On Sat, Mar 3, 2012 at 10:26, Vinay Sajip <vinay_sa...@yahoo.co.uk> wrote:
> Lennart Regebro <regebro <at> gmail.com> writes:
>
>> So the question is if you have any proposal that is *less* confusing
>> while still being practical. Because we do need to distinguish between
>> binary, Unicode and "native" strings. Isn't this the least confusing
>> solution?
>
> It's a matter of the degree of confusion caused (hard to assess) and also a
> question of taste, so there will be differing views on this.
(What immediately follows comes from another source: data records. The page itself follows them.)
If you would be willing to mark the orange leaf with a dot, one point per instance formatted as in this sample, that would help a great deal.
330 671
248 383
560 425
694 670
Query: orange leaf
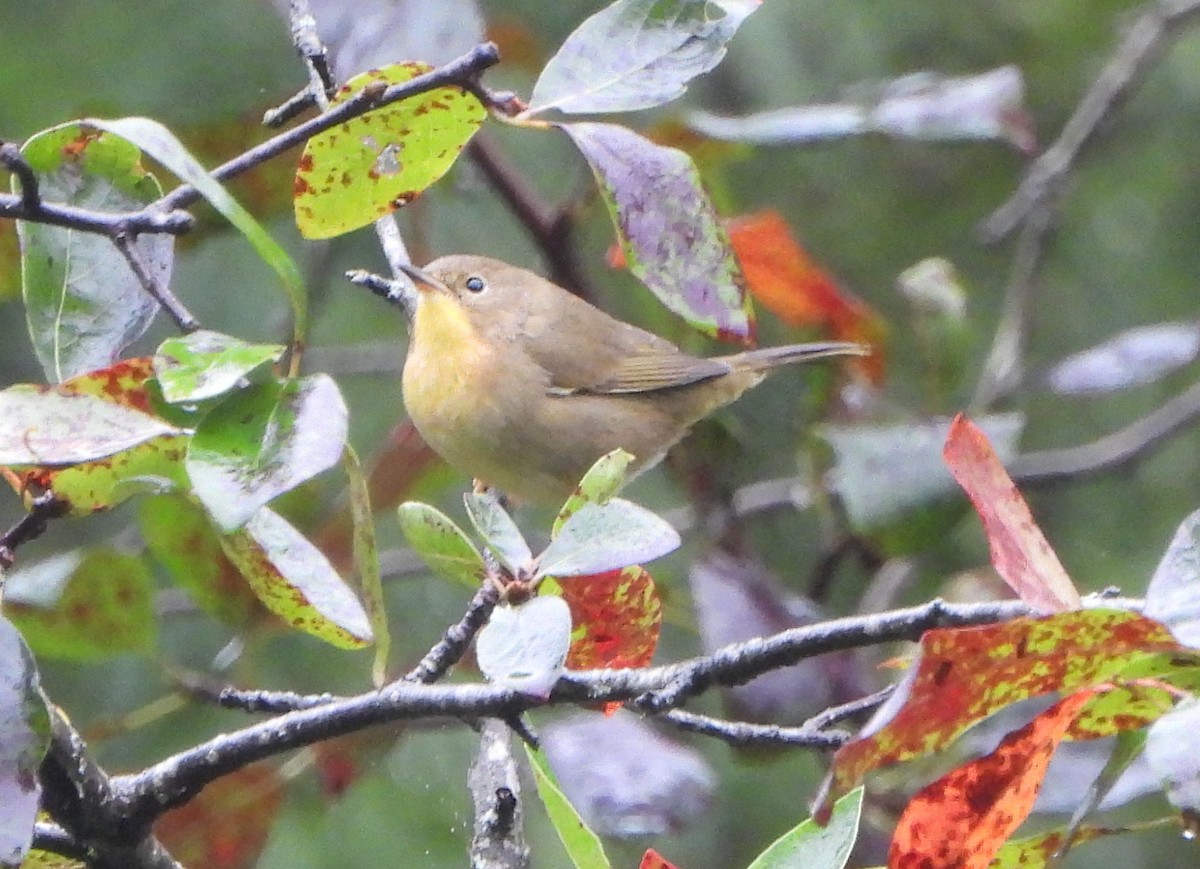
781 275
961 820
653 859
616 617
1019 551
226 826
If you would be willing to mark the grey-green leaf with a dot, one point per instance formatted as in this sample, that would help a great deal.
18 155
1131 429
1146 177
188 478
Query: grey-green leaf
441 543
635 54
263 442
24 737
606 537
498 529
205 364
83 303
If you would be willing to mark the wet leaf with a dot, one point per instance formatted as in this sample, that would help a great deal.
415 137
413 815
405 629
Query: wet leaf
624 778
964 675
179 533
366 562
24 737
441 543
582 845
295 581
1132 358
1019 551
83 303
1174 593
204 365
616 618
263 442
161 144
784 279
599 484
525 646
153 465
669 231
499 532
225 826
367 167
809 844
636 54
84 605
885 472
922 106
964 817
606 537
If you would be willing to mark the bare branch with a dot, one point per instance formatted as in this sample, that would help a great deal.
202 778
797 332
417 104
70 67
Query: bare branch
1133 58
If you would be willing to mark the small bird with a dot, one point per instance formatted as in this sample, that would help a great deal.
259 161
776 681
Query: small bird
521 384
Considering use 
> of
> unicode_literals, 'xxx' for text, b'yyy' for bytes and with a function wrapper
> to mark native strings, it becomes clear that the native strings are special
> cases - much less encountered when looking at code compared to 'xxx' / b'yyy',

I'm not sure that's true at all. In most cases where you support both
Python 2 and Python 3, most strings will be "native", ie, without
prefix in either Python 2 or Python 3. The native case is the most
common case.

> In terms of practicality, it is
> IMO quite practical (assuming 2.5 / earlier support can be dropped) to move 
> to a
> 2.6+/3.x-friendly codebase, e.g. by using Armin's python-modernize.

I think there is some misunderstanding here. The binary/unicode/native
separation is only possible on Python 2.6 and 2.7 at the moment,
unless you use function wrappers like b().